Kingdom Hearts 358/2 Days
6.4
Kingdom Hearts 358/2 Days

Jeu de h.a.n.d. et Square Enix (2009Nintendo DS)

Kingdom Hearts est une licence qui tient à cœur d'énormément de mondes. Cette richesse nous la devons au très grand Tetsuya Nomura. Les multiples sous-intrigues laissés en suspend par chaque volet de la saga accentuaient non-seulement le mystère mais surtout le besoin irrépressible de se replonger dans les moments les plus signifiants pour en comprendre la moindre ficelle (outre le voyage et la qualité de l'aventure en général). A ce besoin, Kingdom Hearts 358/2 Days est conçu pour répondre aux questions qui torture les fans après avoir achevé le second opus principal: Qu'à pu faire Roxas au sein de l'Organisation XIII ? Pourquoi l'a-t-il quitté ? Quel lien entretenait-il avec Axel ? Avaient-ils un cœur ?


Pour répondre à ces questions, la manière n'est pourtant pas la meilleure que Square Enix ait pu adopter.
Avoir dispersé les différents spin-off de la licence sur plusieurs supports était une idée intéressante pour des histoires moins importantes (ce qui s'avère à moitié-vrai, chacun présentant un élément indispensable de toute l'intrigue générale) mais qui s'avère peu pratique. Tout le monde ne pouvant pas s'offrir les différentes consoles spécialisées. Mais cela dessert le jeu en lui-même.
Pour une telle histoire, la Nintendo DS ne semble pas avoir la puissance nécessaire pour permettre de retranscrire comme il le faudrait son bagage dramatique (à l'exception des cinématiques). Le jeu ne peut compter que sur le texte pour porter les émotions de ses personnages tant les graphismes sont en retards (nous sommes très loin de la qualité de Birth by Sleep sorti un an plus tard sur PSP).
Le jeu ne profite d'ailleurs pas suffisamment des fonctionnalités de sa console, il ne semble même pas avoir été conçu pour. A l'exception des visions de Roxas qui se superposent avec le passé de Sora (et la très signifiante cinématique de fin qui en devient déchirante), l'écran du bas ne sert pratiquement à rien et n'a jamais besoin d'interaction avec le joueur.

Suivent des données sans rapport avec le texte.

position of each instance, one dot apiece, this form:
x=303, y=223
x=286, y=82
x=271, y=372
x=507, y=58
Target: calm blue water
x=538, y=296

Le gameplay a d'ailleurs des lacunes. Outre la progression qui oblige le joueur à devoir modifier sa Keyblade afin d'avoir les stats nécessaires pour réussir les missions, le système de sorts est difficile à prendre en main, en particulier avec le plan général du jeu, ponctué d'allers-retours entre les missions et le QG de l'Organisation, seul endroit où l'on peut sauvegarder et modifier ses stats. Il faut d'abord s'y habituer pour réussir à pleinement profiter du jeu. Cependant, ce gameplay a ses attraits, et pas des moindres.
Tout d'abord, cela apporte une nouveauté très appréciable par rapport aux autres jeux de la licence. Les allers-retours permettent de suivre de façon très fluide la progression de l'histoire sous forme de journées passées à accomplir des missions. Au fur et à mesure, cette avancée que nous prenons pour une simple routine donne la dangereuse impression de vivre un compte à rebours (sentiment de plus en plus présent lorsque les événements se précipitent) avant un dénouement qui laisse de moins en moins de place à une fin heureuse tant les portes se ferment autour de notre trio, et le joueur ayant suivi la saga sait que ça ne sera pas le cas. Cela apporte également des moments quotidiens forts touchants et facilement immersifs, dans les tensions comme dans les soulagements (la traditionnelle pause de Roxas, Axel et Xion dans la Cité du Crépuscule à manger des glaces à l'eau de mer, un moment de partage tout simple mais riche en émotions et symboliquement puissant).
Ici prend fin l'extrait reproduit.